Here’s what’s going on with the stage definitions (parse, fetchCustomer, etc):

  1. The core functional code of each step remains unchanged, but wrapped.
  2. It’s wrapped at the top level into a chain by MakeChain(), which in turn contains a single stage defined by S().
  3. A name is defined for the stage by the first parameter, which leverages rp’s naming utilities to create a function-like string representation. The second parameter is a function literal that defines the stage’s F method.
  4. Variables are now removed from the large handler function’s scope and kept scoped-in to the stages’ F functions. Data gets handed off between stages as-needed by the gin.Context’s Get/Set methods (Notice that keys are reverse domain name format by convention). This is an important part of rp’s structured logging and sets us up for easy parallelization (as seen in part (D)).
  5. Each stage fails back to the default E method for its network response, removing the need for the making repetitive c.JSON throughout the pipeline code. (Note — E can be overridden via the Catch methods in pipeline.go, if needed)

While this may appear cumbersome at first, the refactoring doesn’t take long, and the modular structure creates the core of rp’s most powerful features.

Just like with Part (A), comment / uncomment main() to enable just the (B) implementation, build it, run it, and send the test request via curl.

Logging should now show stage-by-stage execution with success/failure status, stage latency, and the stage name, as we defined in our S() function definitions.

Already, this gives us a lot more transparency around sources of latency and allows us to identify points of failure more precisely, at the stage level. We will take this further in (C) and (D).

C) Tidied up implementation in rp: Better precision and cleaner code

PurchaseHandlerWithRP() uses rp’s stage generator libraries to make code more concise while eliminating common, repetitive code. This has the effect of splitting our chains’ single S() stages into multiple component stages, which enables more finely-grained logging and control over pipeline execution.
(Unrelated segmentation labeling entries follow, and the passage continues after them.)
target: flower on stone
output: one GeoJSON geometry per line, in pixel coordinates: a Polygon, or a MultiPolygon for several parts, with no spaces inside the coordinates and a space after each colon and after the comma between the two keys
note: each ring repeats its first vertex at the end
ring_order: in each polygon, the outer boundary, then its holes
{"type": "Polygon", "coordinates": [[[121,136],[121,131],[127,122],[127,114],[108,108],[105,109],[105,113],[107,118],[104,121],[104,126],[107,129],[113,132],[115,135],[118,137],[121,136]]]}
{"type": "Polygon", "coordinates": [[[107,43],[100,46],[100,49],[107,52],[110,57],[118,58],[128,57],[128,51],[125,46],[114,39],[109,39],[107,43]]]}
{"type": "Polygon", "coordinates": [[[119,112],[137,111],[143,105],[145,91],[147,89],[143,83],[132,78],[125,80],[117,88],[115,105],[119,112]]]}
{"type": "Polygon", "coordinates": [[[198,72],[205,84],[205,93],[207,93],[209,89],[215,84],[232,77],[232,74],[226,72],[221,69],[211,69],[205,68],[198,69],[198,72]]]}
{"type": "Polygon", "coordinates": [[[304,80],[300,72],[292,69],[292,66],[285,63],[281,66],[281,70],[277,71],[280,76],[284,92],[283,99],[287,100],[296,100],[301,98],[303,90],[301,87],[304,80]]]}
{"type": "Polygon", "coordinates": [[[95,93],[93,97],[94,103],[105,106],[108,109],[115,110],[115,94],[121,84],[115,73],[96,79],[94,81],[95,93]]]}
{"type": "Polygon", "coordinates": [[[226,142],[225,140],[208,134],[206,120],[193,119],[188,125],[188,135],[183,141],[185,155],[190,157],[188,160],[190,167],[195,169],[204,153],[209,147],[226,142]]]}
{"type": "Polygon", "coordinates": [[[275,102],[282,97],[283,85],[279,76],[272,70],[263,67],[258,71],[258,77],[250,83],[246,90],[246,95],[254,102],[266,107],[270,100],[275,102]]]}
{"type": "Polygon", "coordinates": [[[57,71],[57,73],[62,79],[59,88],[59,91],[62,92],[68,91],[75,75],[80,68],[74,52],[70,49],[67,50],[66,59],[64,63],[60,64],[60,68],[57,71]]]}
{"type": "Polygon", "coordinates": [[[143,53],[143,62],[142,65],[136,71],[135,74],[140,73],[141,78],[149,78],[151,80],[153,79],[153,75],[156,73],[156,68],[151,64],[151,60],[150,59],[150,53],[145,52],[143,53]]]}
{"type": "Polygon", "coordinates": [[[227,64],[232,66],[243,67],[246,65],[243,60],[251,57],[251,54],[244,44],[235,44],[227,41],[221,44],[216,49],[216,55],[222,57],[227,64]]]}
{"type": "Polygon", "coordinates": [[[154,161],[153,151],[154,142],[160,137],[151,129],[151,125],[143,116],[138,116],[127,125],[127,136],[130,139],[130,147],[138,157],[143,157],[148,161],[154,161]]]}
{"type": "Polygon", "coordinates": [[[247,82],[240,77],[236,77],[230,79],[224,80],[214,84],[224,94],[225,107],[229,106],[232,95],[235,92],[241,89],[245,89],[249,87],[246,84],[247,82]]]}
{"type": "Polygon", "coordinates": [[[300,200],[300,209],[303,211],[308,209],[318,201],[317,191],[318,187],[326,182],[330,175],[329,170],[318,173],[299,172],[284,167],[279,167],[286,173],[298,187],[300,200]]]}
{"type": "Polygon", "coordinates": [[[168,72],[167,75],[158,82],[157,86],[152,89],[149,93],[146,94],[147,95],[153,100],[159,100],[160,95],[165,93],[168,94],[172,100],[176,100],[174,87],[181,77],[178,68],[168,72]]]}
The tidied up handler function is used for parts (C) and (D), both. Instead of MakeChain(), it often uses the First().Then() pattern so that stages are easy to read from the beginning of each line. You may also notice that (C) and (D) include new middleware; they are following the same general pattern as (B)(4) above, keeping client objects in the gin.Context and out of the large function scope.
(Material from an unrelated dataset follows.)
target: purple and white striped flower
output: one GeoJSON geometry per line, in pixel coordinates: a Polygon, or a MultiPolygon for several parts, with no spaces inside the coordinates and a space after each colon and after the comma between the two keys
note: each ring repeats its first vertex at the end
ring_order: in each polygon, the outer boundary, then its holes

func PurchaseHandlerWithRP(withConcurrency bool) gin.HandlerFunc {

// First: Parse request body
parse := First(
Bind(&PurchaseRequestBody{})).Then(
CtxSet("req.body"))

// 1) Fetch customer
fetchCustomer := First(

S(`fetch_customer_query(["req.body"]) =>`,
func(in any, c *gin.Context, lgr Logger) (any, error) {

customerID := c.MustGet("req.body").(*PurchaseRequestBody).CustomerID
query := map[string]any{
"customer_id": customerID}
return query, nil

})).Then(

rpmongo.MongoFindOne("mongo.client.database", "customers", rpmongo.MongoFindOneOptions{
Result: &CustomerDocument{}})).Then(

CtxSet("mongo.document.customer"))

// 2) Fetch inventory
fetchInventory := First(

S(`fetch_inventory_query(["req.body"]) =>`,
func(in any, c *gin.Context, lgr Logger) (any, error) {

sku := c.MustGet("req.body").(*PurchaseRequestBody).SKU
query := map[string]any{
"sku": sku}
return query, nil

})).Then(

rpmongo.MongoFindOne("mongo.client.database", "inventory", rpmongo.MongoFindOneOptions{
Result: &InventoryDocument{}})).Then(

CtxSet("mongo.document.inventory"))

// 3) Check inventory stock

...

// Last: Return response
successResponse := MakeChain(

S(`success_response()`,
func(in any, c *gin.Context, lgr Logger) (any, error) {

res := Response{
Code: http.StatusOK,
Obj: gin.H{"message": "Purchase successful"},
}
return &res, nil
}))

// Build the full pipeline chain
pipeline := &Chain{}
if !withConcurrency {
pipeline = InSequence(
parse,
fetchCustomer,
fetchInventory,
checkStock,
calculateTotal,
runPayment,
createShipment,
createOrder,
sendOrderInProgressAlert,
successResponse,
)
} else {
pipeline = InSequence(
parse,
InParallel(
fetchCustomer,
fetchInventory),
checkStock,
calculateTotal,
runPayment,
InParallel(
createShipment,
createOrder,
sendOrderInProgressAlert),
successResponse,
)
}

return MakeGinHandlerFunc(pipeline, DefaultLogger{})
}

Some examples of stage generator functions include:

  • The parse chain’s Bind and CtxSet stages, which wrap c.ShouldBindJSON and c.Set, respectively.
  • The fetchCustomer chain’s rpmongo.MongoFindOne stage, which executes the query passed in by the preceding S() stage.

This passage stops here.